All microarray data of the individual lung tissue of the six specimens are freely available through the Gene Expression Omnibus repository [GEO:GSE38934].
Data analysis
The paired t test was performed for comparison of the detected signals between fibrotic and emphysematous lesions on the microarray data. The volcano plot was derived from the summary results of the paired t test to represent the point of intersection of fold-change (emphysema vs. fibrosis) relative to P value (emphysema vs. fibrosis). Clustering analysis was then carried out with log-transformed average signals of both fibrotic and emphysematous lesions on the microarray data and the heat map was built (Avadis 4.3; Strand Scientific Intelligence, San Francisco, CA, USA), according to the result of the hierarchical clustering analysis.

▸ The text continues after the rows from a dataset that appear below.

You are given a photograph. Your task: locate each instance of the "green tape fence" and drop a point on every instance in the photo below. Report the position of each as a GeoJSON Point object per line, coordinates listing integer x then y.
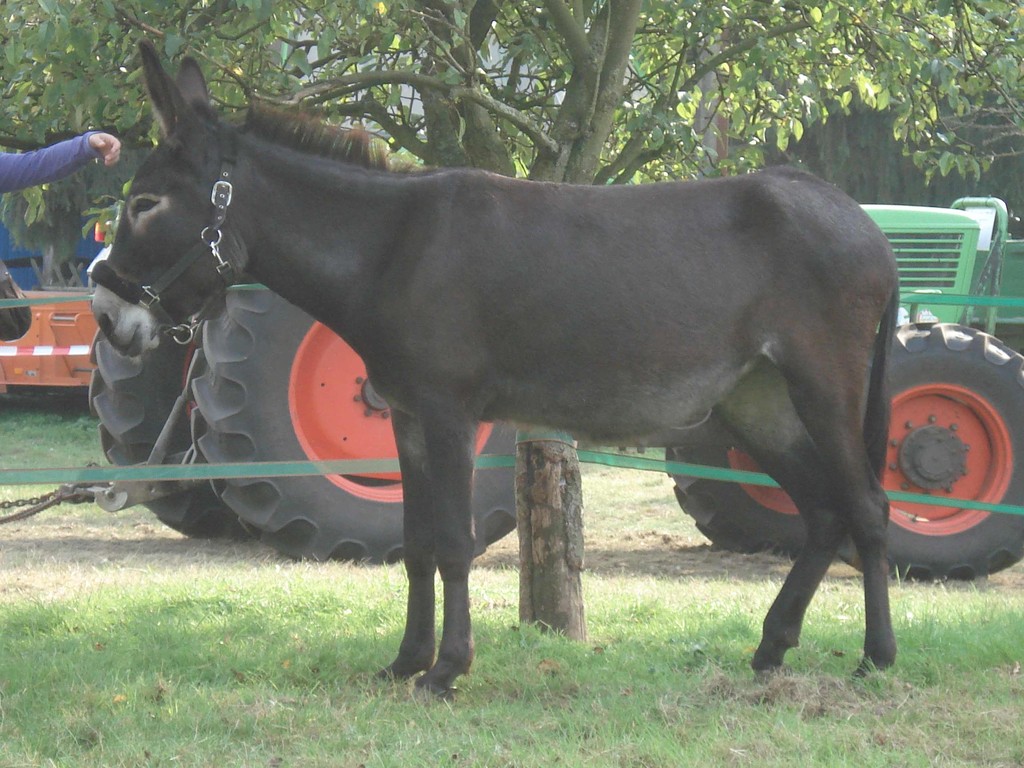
{"type": "Point", "coordinates": [153, 472]}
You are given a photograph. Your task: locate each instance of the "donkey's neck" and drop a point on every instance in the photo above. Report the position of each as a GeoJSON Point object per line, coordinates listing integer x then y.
{"type": "Point", "coordinates": [316, 230]}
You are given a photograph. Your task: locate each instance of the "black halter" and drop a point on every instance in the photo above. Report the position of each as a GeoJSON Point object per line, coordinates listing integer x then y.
{"type": "Point", "coordinates": [209, 243]}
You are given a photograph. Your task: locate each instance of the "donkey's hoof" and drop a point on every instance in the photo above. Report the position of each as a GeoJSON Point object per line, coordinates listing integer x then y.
{"type": "Point", "coordinates": [399, 670]}
{"type": "Point", "coordinates": [429, 690]}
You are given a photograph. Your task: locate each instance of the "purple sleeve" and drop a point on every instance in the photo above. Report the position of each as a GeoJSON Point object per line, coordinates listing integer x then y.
{"type": "Point", "coordinates": [28, 169]}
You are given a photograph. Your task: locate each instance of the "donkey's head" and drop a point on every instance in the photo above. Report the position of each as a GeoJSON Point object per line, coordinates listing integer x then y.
{"type": "Point", "coordinates": [165, 264]}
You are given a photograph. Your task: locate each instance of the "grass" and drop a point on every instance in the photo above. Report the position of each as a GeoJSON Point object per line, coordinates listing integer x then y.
{"type": "Point", "coordinates": [160, 651]}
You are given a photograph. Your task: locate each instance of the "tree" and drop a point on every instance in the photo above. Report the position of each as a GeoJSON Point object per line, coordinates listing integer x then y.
{"type": "Point", "coordinates": [576, 90]}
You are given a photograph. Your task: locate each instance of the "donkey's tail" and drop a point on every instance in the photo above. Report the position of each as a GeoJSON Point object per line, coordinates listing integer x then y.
{"type": "Point", "coordinates": [879, 408]}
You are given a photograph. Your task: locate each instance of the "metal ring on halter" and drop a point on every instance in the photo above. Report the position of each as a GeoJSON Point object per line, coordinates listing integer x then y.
{"type": "Point", "coordinates": [205, 236]}
{"type": "Point", "coordinates": [183, 334]}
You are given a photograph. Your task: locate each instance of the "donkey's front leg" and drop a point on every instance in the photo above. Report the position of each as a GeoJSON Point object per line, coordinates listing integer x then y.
{"type": "Point", "coordinates": [417, 650]}
{"type": "Point", "coordinates": [450, 437]}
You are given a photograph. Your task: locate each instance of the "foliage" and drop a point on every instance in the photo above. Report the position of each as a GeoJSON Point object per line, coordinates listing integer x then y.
{"type": "Point", "coordinates": [587, 91]}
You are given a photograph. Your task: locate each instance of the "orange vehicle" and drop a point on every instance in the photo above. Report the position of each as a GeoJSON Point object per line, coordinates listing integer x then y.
{"type": "Point", "coordinates": [55, 351]}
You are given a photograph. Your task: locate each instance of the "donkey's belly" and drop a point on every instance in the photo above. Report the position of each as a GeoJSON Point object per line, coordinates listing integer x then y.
{"type": "Point", "coordinates": [641, 410]}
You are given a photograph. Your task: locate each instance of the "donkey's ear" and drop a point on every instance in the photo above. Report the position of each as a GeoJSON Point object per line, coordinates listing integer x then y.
{"type": "Point", "coordinates": [192, 84]}
{"type": "Point", "coordinates": [168, 103]}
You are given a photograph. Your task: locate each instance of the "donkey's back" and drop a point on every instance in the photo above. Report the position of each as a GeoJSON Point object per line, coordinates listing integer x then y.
{"type": "Point", "coordinates": [616, 311]}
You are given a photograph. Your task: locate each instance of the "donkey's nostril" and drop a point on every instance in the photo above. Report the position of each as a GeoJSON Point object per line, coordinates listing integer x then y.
{"type": "Point", "coordinates": [103, 321]}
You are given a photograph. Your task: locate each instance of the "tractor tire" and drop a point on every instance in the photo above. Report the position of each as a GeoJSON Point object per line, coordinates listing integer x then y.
{"type": "Point", "coordinates": [957, 431]}
{"type": "Point", "coordinates": [132, 398]}
{"type": "Point", "coordinates": [734, 517]}
{"type": "Point", "coordinates": [283, 387]}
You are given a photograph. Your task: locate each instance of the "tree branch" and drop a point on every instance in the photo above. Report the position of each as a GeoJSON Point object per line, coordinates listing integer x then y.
{"type": "Point", "coordinates": [364, 80]}
{"type": "Point", "coordinates": [572, 32]}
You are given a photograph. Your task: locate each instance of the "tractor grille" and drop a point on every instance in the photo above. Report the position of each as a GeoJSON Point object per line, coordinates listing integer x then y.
{"type": "Point", "coordinates": [927, 260]}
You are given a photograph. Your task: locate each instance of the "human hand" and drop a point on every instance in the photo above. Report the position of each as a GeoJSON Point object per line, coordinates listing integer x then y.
{"type": "Point", "coordinates": [107, 145]}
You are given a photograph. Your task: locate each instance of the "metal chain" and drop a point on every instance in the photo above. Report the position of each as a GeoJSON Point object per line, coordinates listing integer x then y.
{"type": "Point", "coordinates": [79, 493]}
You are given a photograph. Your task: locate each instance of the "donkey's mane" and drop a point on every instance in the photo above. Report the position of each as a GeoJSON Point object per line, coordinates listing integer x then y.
{"type": "Point", "coordinates": [309, 134]}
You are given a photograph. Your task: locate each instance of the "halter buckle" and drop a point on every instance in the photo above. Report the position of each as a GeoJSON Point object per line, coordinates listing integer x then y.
{"type": "Point", "coordinates": [148, 297]}
{"type": "Point", "coordinates": [221, 194]}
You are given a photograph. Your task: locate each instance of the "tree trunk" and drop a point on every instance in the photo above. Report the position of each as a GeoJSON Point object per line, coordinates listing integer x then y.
{"type": "Point", "coordinates": [549, 510]}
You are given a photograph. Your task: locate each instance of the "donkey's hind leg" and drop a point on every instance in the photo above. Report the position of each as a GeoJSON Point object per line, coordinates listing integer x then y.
{"type": "Point", "coordinates": [834, 415]}
{"type": "Point", "coordinates": [825, 472]}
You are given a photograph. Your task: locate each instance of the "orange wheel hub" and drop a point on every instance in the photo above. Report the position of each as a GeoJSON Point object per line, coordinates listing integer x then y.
{"type": "Point", "coordinates": [948, 441]}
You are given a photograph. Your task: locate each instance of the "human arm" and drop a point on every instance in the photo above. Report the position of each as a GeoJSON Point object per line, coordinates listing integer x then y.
{"type": "Point", "coordinates": [50, 163]}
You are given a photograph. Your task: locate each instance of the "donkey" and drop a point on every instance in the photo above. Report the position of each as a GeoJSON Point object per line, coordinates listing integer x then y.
{"type": "Point", "coordinates": [617, 313]}
{"type": "Point", "coordinates": [15, 321]}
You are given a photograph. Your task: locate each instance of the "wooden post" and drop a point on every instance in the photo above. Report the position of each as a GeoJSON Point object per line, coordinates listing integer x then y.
{"type": "Point", "coordinates": [549, 514]}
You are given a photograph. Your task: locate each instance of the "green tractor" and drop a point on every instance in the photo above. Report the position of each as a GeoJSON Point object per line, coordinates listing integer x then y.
{"type": "Point", "coordinates": [957, 425]}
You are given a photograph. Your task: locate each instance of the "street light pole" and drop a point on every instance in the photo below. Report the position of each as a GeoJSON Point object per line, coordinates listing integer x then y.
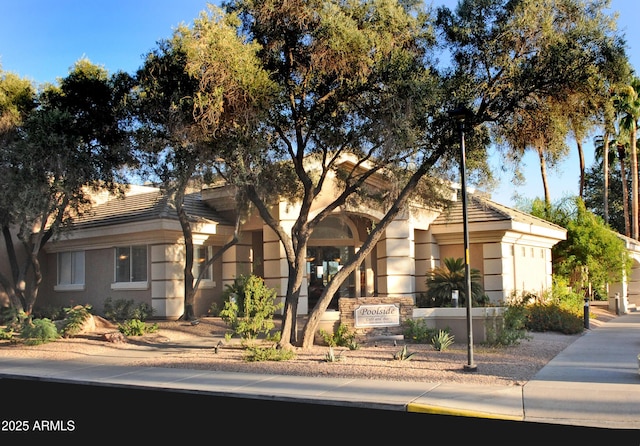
{"type": "Point", "coordinates": [461, 114]}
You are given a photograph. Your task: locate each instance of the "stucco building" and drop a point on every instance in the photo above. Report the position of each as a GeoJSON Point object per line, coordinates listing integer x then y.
{"type": "Point", "coordinates": [132, 248]}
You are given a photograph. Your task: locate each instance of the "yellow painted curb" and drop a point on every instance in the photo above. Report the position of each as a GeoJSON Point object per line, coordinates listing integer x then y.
{"type": "Point", "coordinates": [437, 410]}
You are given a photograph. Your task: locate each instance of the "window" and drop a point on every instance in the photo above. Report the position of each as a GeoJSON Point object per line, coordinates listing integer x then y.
{"type": "Point", "coordinates": [200, 257]}
{"type": "Point", "coordinates": [70, 270]}
{"type": "Point", "coordinates": [131, 264]}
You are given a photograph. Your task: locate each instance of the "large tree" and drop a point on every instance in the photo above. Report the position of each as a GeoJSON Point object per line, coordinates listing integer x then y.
{"type": "Point", "coordinates": [560, 52]}
{"type": "Point", "coordinates": [627, 103]}
{"type": "Point", "coordinates": [353, 79]}
{"type": "Point", "coordinates": [72, 143]}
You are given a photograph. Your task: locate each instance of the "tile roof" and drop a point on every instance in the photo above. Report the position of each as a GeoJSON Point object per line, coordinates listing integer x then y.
{"type": "Point", "coordinates": [146, 206]}
{"type": "Point", "coordinates": [481, 209]}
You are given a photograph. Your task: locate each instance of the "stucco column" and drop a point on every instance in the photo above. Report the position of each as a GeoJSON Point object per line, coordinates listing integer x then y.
{"type": "Point", "coordinates": [396, 260]}
{"type": "Point", "coordinates": [236, 261]}
{"type": "Point", "coordinates": [276, 270]}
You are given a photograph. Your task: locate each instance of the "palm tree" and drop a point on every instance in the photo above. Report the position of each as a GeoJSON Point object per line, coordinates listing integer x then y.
{"type": "Point", "coordinates": [443, 280]}
{"type": "Point", "coordinates": [627, 103]}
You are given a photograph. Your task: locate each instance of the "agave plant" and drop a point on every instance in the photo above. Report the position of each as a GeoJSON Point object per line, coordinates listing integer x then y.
{"type": "Point", "coordinates": [448, 277]}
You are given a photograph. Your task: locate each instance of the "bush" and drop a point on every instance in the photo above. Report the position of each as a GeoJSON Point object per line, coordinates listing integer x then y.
{"type": "Point", "coordinates": [39, 331]}
{"type": "Point", "coordinates": [442, 341]}
{"type": "Point", "coordinates": [513, 329]}
{"type": "Point", "coordinates": [343, 337]}
{"type": "Point", "coordinates": [553, 317]}
{"type": "Point", "coordinates": [136, 327]}
{"type": "Point", "coordinates": [122, 310]}
{"type": "Point", "coordinates": [75, 320]}
{"type": "Point", "coordinates": [417, 332]}
{"type": "Point", "coordinates": [250, 307]}
{"type": "Point", "coordinates": [54, 313]}
{"type": "Point", "coordinates": [271, 353]}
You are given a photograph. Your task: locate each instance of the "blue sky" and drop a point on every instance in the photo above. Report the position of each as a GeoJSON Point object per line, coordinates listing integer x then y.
{"type": "Point", "coordinates": [42, 39]}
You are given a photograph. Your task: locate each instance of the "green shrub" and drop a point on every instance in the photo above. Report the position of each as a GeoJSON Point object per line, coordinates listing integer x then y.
{"type": "Point", "coordinates": [10, 316]}
{"type": "Point", "coordinates": [122, 310]}
{"type": "Point", "coordinates": [343, 337]}
{"type": "Point", "coordinates": [213, 311]}
{"type": "Point", "coordinates": [554, 317]}
{"type": "Point", "coordinates": [403, 354]}
{"type": "Point", "coordinates": [442, 341]}
{"type": "Point", "coordinates": [6, 334]}
{"type": "Point", "coordinates": [250, 307]}
{"type": "Point", "coordinates": [417, 332]}
{"type": "Point", "coordinates": [513, 329]}
{"type": "Point", "coordinates": [332, 357]}
{"type": "Point", "coordinates": [75, 320]}
{"type": "Point", "coordinates": [136, 327]}
{"type": "Point", "coordinates": [38, 331]}
{"type": "Point", "coordinates": [54, 313]}
{"type": "Point", "coordinates": [272, 353]}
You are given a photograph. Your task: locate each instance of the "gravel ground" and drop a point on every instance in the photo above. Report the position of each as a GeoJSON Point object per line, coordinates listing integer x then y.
{"type": "Point", "coordinates": [181, 344]}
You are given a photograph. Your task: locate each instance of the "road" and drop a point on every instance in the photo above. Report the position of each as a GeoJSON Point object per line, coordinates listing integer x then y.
{"type": "Point", "coordinates": [76, 414]}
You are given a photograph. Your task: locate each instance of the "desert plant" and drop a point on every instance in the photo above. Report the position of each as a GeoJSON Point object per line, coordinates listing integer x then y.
{"type": "Point", "coordinates": [342, 337]}
{"type": "Point", "coordinates": [39, 331]}
{"type": "Point", "coordinates": [250, 307]}
{"type": "Point", "coordinates": [417, 332]}
{"type": "Point", "coordinates": [442, 340]}
{"type": "Point", "coordinates": [332, 357]}
{"type": "Point", "coordinates": [136, 327]}
{"type": "Point", "coordinates": [403, 354]}
{"type": "Point", "coordinates": [451, 276]}
{"type": "Point", "coordinates": [6, 334]}
{"type": "Point", "coordinates": [122, 310]}
{"type": "Point", "coordinates": [75, 320]}
{"type": "Point", "coordinates": [55, 313]}
{"type": "Point", "coordinates": [214, 310]}
{"type": "Point", "coordinates": [271, 353]}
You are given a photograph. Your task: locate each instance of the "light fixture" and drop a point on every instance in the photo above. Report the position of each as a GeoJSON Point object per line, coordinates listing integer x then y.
{"type": "Point", "coordinates": [461, 114]}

The SLR algorithm measures the magnitude and direction of the change between transcript levels of the experimental and background chips. A SLR of 1 represents a twofold increase in the abundance of an mRNA, and a value of −1 represents a twofold reduction in transcript expression. In the present analysis, we extracted genes with SLR >1 and SLR <1 for the fibrotic/emphysematous and emphysematous/fibrotic ratios, respectively. We then systematically annotated the large list of genes according to their biological functions using bioinformatics resources from the Database for Annotation, Visualization and Integrated Discovery[22], which provides the ability to explore and view functionally related genes together, as a unit, to concentrate on the large biological network rather than at the level of an individual gene[9]. Condensing large gene lists into biologically meaningful modules greatly improves the ability to assimilate large amounts of information and thus switches functional annotation analysis from a gene-centric analysis to a biological module-centric analysis[9]. Since an enrichment score of 1.3 is equivalent to 0.05 on the nonlog scale, we focused on gene clusters with scores ≥1.3 to address genes hypothetically involved in the phenotypes of the examined tissues[9].